En 1642 pintó «La ronda de noche» — y su vida empezó su largo declive. No porque el cuadro fuera malo. Todo lo contrario. Pero los clientes esperaban retratos de aparato: cada hombre de cuerpo entero, cada uno bien visible. Rembrandt les dio drama — figuras en movimiento, luz que golpea desde la oscuridad, rostros medio tragados por la sombra. Era demasiado.
Rembrandt Harmenszoon van Rijn nació en 1606 en Leiden, hijo de un molinero. Se formó como pintor, se trasladó a Ámsterdam a los veinticinco años — y se puso de moda de la noche a la mañana. Los ricos hacían cola por un retrato. Compró una casa enorme y la llenó de antigüedades, telas, armas, vaciados de yeso.
Luego murió su amada esposa, Saskia. Luego varios de sus hijos. Luego se acabó el dinero. En 1656 llegó la bancarrota. Casa, colección, pertenencias — todo pasó bajo el martillo del subastador. Se mudó a un pequeño piso del barrio judío.
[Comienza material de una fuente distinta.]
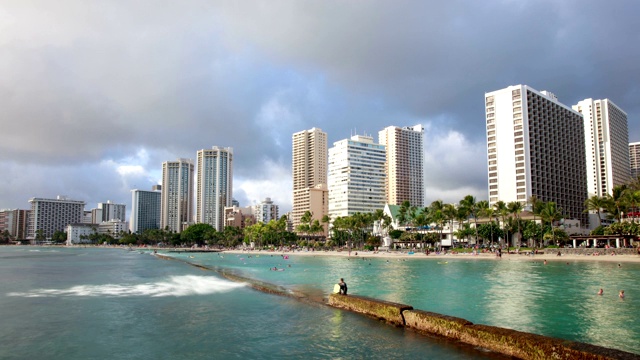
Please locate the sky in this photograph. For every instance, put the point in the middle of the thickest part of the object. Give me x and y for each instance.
(95, 95)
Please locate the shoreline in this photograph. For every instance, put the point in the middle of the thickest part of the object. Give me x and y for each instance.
(461, 256)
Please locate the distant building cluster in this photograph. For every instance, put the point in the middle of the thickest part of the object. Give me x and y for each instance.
(536, 147)
(539, 147)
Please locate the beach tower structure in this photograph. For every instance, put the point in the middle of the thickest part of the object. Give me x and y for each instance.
(535, 147)
(309, 171)
(634, 160)
(356, 176)
(214, 185)
(51, 215)
(177, 194)
(145, 210)
(606, 145)
(404, 164)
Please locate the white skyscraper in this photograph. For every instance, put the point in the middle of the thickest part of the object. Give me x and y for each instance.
(634, 159)
(177, 194)
(214, 185)
(535, 146)
(404, 164)
(356, 176)
(111, 211)
(309, 171)
(145, 210)
(607, 145)
(51, 215)
(265, 211)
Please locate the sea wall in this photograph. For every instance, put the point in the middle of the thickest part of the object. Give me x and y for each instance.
(505, 341)
(383, 310)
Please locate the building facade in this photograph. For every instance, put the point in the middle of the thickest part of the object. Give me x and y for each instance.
(265, 211)
(239, 217)
(606, 145)
(176, 210)
(214, 185)
(15, 222)
(404, 164)
(535, 147)
(356, 176)
(51, 215)
(79, 233)
(145, 210)
(634, 160)
(111, 211)
(309, 171)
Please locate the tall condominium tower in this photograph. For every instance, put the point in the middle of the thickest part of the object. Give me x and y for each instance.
(535, 146)
(215, 185)
(356, 176)
(404, 164)
(265, 211)
(16, 222)
(177, 194)
(634, 159)
(309, 170)
(51, 215)
(111, 211)
(606, 140)
(145, 210)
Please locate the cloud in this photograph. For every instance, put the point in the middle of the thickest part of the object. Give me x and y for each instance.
(87, 85)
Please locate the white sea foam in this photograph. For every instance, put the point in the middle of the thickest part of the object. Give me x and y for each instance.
(175, 286)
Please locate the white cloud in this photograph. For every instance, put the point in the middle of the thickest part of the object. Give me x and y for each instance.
(272, 180)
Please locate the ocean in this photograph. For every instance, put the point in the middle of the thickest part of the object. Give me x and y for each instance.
(95, 303)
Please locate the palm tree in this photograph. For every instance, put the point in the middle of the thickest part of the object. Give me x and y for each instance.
(551, 213)
(632, 197)
(515, 208)
(595, 203)
(501, 210)
(450, 213)
(469, 203)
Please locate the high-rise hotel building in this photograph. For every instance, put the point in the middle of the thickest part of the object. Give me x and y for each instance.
(535, 147)
(309, 171)
(145, 210)
(606, 141)
(634, 159)
(356, 176)
(214, 185)
(404, 164)
(51, 215)
(177, 194)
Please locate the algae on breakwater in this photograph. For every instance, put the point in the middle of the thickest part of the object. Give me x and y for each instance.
(505, 341)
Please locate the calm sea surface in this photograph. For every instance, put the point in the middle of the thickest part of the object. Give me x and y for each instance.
(558, 299)
(87, 303)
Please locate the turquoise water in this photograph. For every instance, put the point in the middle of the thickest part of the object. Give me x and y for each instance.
(113, 304)
(558, 299)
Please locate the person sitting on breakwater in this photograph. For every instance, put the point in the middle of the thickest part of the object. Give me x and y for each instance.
(343, 286)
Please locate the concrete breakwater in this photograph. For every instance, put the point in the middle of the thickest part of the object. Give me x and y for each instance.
(505, 341)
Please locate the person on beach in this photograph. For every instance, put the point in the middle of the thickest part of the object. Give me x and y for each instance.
(343, 287)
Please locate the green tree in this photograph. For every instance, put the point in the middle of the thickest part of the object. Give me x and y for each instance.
(471, 208)
(196, 233)
(59, 237)
(515, 208)
(502, 211)
(596, 204)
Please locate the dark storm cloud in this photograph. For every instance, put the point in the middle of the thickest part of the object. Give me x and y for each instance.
(88, 84)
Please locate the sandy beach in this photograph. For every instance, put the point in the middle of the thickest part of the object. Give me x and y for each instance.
(466, 256)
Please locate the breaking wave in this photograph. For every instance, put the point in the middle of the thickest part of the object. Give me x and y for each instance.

Y fue entonces cuando pintó su mejor obra.
«El regreso del hijo pródigo»: un anciano abraza al hijo caído de rodillas ante él. Fue pintado en los últimos años de su vida, casi en la pobreza. La luz aquí no es un efecto de escena — es el sentido mismo: el perdón hecho literalmente visible.
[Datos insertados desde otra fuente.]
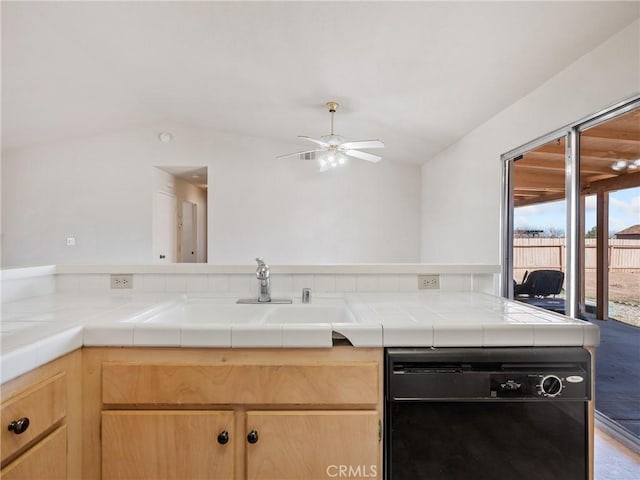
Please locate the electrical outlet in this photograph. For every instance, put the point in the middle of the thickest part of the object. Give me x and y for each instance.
(122, 280)
(428, 282)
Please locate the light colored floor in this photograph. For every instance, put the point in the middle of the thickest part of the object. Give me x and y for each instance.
(613, 460)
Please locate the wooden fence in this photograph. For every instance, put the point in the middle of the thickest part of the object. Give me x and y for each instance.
(549, 253)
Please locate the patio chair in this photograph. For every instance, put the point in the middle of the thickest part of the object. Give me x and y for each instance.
(540, 283)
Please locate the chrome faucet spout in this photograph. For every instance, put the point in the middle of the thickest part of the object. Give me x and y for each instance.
(262, 274)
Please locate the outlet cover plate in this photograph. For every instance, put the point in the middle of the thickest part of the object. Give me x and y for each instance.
(428, 282)
(121, 281)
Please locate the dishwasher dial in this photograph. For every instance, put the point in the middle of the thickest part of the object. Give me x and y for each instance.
(550, 386)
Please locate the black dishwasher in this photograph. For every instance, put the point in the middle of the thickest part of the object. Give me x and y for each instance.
(487, 413)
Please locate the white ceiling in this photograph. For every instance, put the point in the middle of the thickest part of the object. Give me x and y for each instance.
(416, 75)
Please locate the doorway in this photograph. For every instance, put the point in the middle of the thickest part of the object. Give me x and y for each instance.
(592, 171)
(179, 214)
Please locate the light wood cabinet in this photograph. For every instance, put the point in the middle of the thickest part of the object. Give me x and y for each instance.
(179, 445)
(41, 417)
(44, 461)
(295, 445)
(289, 414)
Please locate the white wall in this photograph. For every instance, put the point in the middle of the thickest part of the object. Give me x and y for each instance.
(461, 187)
(98, 190)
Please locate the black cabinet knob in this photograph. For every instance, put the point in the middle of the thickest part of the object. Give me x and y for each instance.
(223, 437)
(19, 426)
(252, 437)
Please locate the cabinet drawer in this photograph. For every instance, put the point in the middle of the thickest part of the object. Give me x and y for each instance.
(331, 383)
(44, 406)
(46, 460)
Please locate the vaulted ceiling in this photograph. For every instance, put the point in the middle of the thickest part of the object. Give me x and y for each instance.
(418, 75)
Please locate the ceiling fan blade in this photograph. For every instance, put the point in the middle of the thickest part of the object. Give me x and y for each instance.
(286, 155)
(363, 144)
(369, 157)
(319, 142)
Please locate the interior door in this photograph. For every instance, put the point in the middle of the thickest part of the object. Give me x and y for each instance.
(189, 234)
(165, 228)
(314, 445)
(181, 445)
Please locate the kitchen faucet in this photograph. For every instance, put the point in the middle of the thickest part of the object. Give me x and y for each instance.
(262, 274)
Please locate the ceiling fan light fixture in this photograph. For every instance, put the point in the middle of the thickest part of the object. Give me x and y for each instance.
(619, 165)
(332, 150)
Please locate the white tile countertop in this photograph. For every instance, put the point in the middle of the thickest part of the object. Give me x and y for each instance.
(36, 330)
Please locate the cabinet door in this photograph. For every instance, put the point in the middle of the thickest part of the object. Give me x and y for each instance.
(310, 445)
(47, 459)
(157, 445)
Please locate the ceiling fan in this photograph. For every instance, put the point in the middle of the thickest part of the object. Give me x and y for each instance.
(332, 150)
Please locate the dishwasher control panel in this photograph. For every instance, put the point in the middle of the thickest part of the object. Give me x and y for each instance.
(483, 374)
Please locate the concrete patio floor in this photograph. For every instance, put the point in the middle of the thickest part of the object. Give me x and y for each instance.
(618, 373)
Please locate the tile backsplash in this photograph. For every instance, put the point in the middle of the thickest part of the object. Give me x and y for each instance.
(37, 281)
(281, 284)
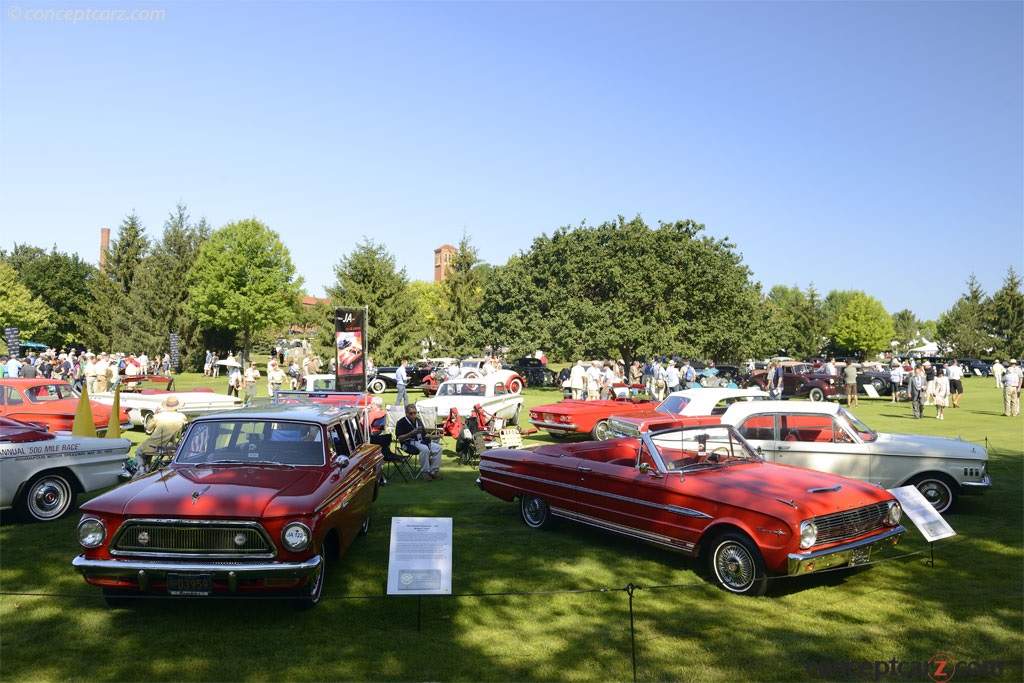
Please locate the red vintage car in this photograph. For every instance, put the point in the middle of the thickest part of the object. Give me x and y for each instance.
(50, 403)
(255, 502)
(702, 491)
(585, 417)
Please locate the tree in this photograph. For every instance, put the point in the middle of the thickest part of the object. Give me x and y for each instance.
(861, 325)
(19, 308)
(1006, 317)
(244, 280)
(369, 278)
(962, 329)
(59, 280)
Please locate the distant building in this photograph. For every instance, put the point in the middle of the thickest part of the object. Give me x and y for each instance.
(443, 256)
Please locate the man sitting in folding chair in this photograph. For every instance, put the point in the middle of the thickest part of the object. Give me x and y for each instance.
(414, 438)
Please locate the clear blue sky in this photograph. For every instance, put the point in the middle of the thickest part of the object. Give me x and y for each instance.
(869, 145)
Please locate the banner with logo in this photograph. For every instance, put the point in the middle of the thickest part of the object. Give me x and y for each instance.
(349, 336)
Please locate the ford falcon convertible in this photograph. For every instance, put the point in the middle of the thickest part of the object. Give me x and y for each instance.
(702, 491)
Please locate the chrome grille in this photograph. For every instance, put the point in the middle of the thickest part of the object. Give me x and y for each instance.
(193, 539)
(852, 523)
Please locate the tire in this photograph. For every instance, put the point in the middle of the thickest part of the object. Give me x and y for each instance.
(937, 489)
(47, 497)
(736, 565)
(310, 597)
(535, 511)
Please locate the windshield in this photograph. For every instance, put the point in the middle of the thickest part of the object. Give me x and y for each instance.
(253, 442)
(863, 431)
(46, 392)
(692, 449)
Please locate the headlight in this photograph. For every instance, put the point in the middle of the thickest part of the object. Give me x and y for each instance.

Pintó autorretratos toda su vida — alrededor de un centenar. Joven y satisfecho de sí, con sombreros extravagantes. Maduro y cansado. Viejo, sin ilusiones, pincel en mano. Es la documentación de una sola vida, de seis décadas de largo.
Murió en 1669 y fue enterrado en una tumba sin nombre — no quedaba nada con que pagar una.